David was at KCRW when she got home that night and Annabeth was glad to be alone. She got out the spiral notebook where she sometimes recorded her dreams and wrote:
When I was about ten, I started reading Nancy Drew books and pretending I was a detective. There were two games I made up. In one, I would hide “clues” that I could put together into some kind of story. Stupid stuff could be clues: a bottle cap, a sock, a pencil—the point was that they were hidden and then the game was to explain why. Did a man in too much of a hurry to put on his second sock stop here? Did he hide the pencil in the fear that later it would be found and dusted for fingerprints?
My other game was looking for the secret staircases in our house. It was old and there were always noises that I couldn’t explain, so I decided there had to be some hidden passageways. In retrospect, I was looking for a secret hiding place for myself, I think: where I could play without Jeff making fun of me, or hide when Mom and Dad were fighting. (Did I really once hear her call him a fag? That’s what I told Laura. I can’t imagine that word coming out of her mouth, but I also kind of remember it.) Anyway, eventually I found my spot—it wasn’t actually hidden; it was just the alcove in the basement that was out of sight of the stairs. I should have realized it wasn’t exactly a secret because there was a cot there, and a little radio, and a lamp. I guess it was where my dad had to sleep when he was on the outs with my mother.
After I first “found” the place (it had been there all along, of course, but at some point I guess I decided to make it A Discovery), I planted some clues, and then I didn’t go back for a while. I was going to wait long enough so that I would forget about my last visit and discover the c
lues anew. And maybe the weather got nice enough to play outside. Anyway, one afternoon I finally went back down there and at first I thought the radio was on, because I thought I heard a voice. I decided that Russian spies were listening for coded transmissions from Moscow. But when I got to the place in the shelves where I could spy through them, I saw my brother jerking off. I’d never seen an erect penis before and I’d certainly never seen that haunted and slightly maniacal expression on Jeff’s face. He was about fifteen, I guess.
Eventually I must have managed to forget about that—or maybe I was old enough to also be curious about getting another look, or maybe no time passed and I went back the next day. I remember rain, or maybe even sleet—I could hear it on the metal cellar doors—and I went to the alcove and turned on the little lamp and the radio and began to set up shop on the bed. Who knows what was I going to do? Maybe just read my latest Nancy Drew. But as I sat there I noticed a nasty smell and, sleuth that I was, started to look for its source. It didn’t take long. There was a dead raccoon in the far corner, near the water heater.

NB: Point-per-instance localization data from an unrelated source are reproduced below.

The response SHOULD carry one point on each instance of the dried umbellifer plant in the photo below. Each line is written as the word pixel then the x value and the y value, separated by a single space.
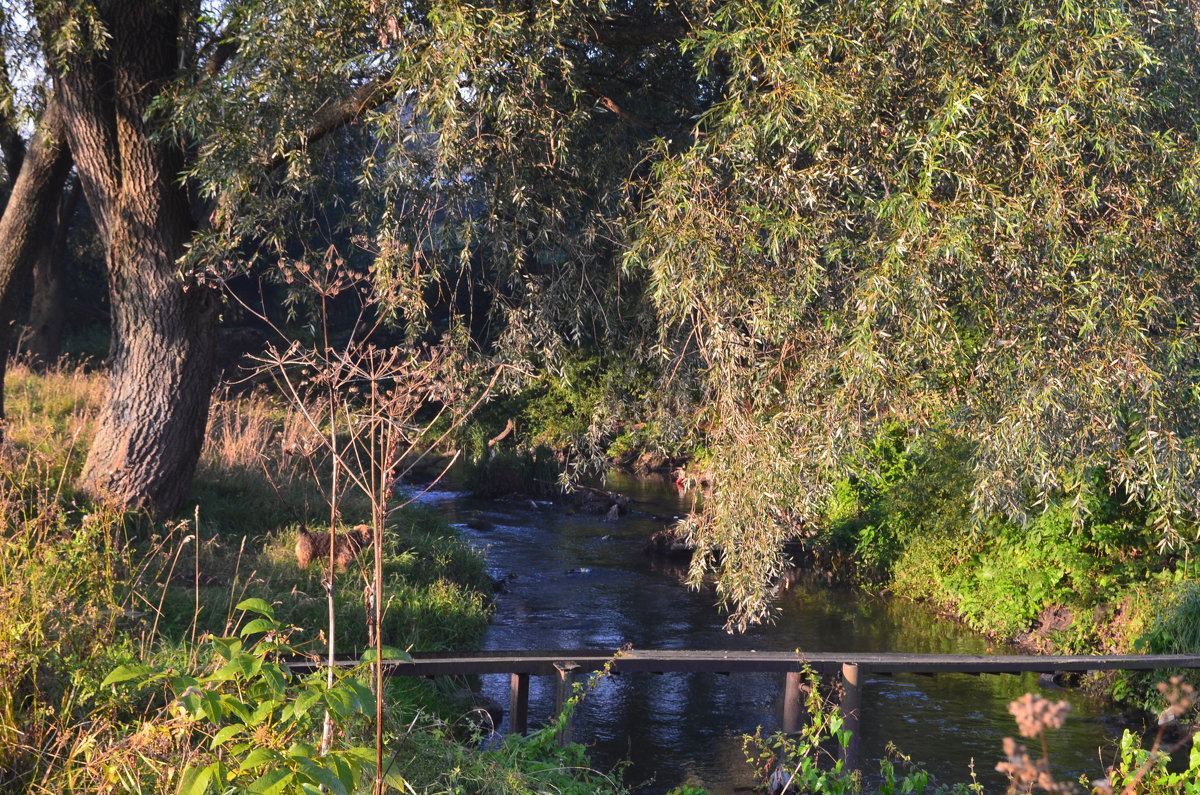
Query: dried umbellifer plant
pixel 370 411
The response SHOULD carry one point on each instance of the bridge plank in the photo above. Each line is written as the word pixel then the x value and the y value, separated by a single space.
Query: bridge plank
pixel 742 662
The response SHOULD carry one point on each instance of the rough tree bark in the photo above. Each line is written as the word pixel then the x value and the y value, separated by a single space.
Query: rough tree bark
pixel 28 219
pixel 151 424
pixel 47 312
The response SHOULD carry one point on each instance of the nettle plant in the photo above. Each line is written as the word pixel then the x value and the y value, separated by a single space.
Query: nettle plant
pixel 250 725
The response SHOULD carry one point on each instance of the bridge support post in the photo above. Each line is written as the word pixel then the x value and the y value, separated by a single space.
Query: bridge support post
pixel 851 710
pixel 519 704
pixel 562 693
pixel 795 691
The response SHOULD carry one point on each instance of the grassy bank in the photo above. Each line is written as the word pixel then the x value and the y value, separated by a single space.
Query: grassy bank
pixel 87 591
pixel 1083 574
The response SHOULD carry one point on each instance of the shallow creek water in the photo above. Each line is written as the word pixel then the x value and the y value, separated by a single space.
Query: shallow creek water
pixel 679 728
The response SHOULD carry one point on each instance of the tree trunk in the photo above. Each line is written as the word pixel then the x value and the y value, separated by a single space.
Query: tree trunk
pixel 47 314
pixel 151 424
pixel 28 219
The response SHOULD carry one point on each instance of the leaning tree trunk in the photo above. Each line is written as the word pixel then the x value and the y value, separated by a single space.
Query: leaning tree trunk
pixel 48 311
pixel 28 219
pixel 151 424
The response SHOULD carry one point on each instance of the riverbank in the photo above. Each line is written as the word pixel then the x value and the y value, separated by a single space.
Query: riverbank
pixel 1084 573
pixel 96 601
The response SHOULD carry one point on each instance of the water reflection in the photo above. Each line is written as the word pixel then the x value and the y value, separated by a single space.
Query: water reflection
pixel 673 728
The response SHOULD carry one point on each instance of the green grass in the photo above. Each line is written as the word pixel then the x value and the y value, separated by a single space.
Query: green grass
pixel 87 590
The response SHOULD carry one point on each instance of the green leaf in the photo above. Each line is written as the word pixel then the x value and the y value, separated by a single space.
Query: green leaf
pixel 126 673
pixel 258 757
pixel 195 781
pixel 257 605
pixel 258 625
pixel 271 782
pixel 225 734
pixel 323 776
pixel 389 653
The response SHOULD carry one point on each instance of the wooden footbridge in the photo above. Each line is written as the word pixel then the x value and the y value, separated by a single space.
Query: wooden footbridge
pixel 851 667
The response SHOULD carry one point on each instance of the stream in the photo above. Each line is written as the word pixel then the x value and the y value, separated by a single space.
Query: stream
pixel 576 581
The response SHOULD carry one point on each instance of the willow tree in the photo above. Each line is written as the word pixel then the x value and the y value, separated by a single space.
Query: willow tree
pixel 492 189
pixel 112 66
pixel 973 216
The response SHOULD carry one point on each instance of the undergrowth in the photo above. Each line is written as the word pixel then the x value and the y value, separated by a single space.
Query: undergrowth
pixel 1081 574
pixel 87 591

Again, I didn’t tell anyone, but I couldn’t stop thinking about how the raccoon had gotten there, how it must have been trapped and no one heard it and it starved to death right there in our basement. As though a raccoon would not be able to get out the same way it got in, and—I now realize—as though a creature could starve to death in that house, whimper and cry and scratch and thrash, and no one would ever know. When I finally went back to the basement room again, everything was different. The mattress was folded in half on the cot. It looked so final. Like an army cot after the soldier is killed. That was the thing that ended the game for me. It seemed like a place where I might disappear, too.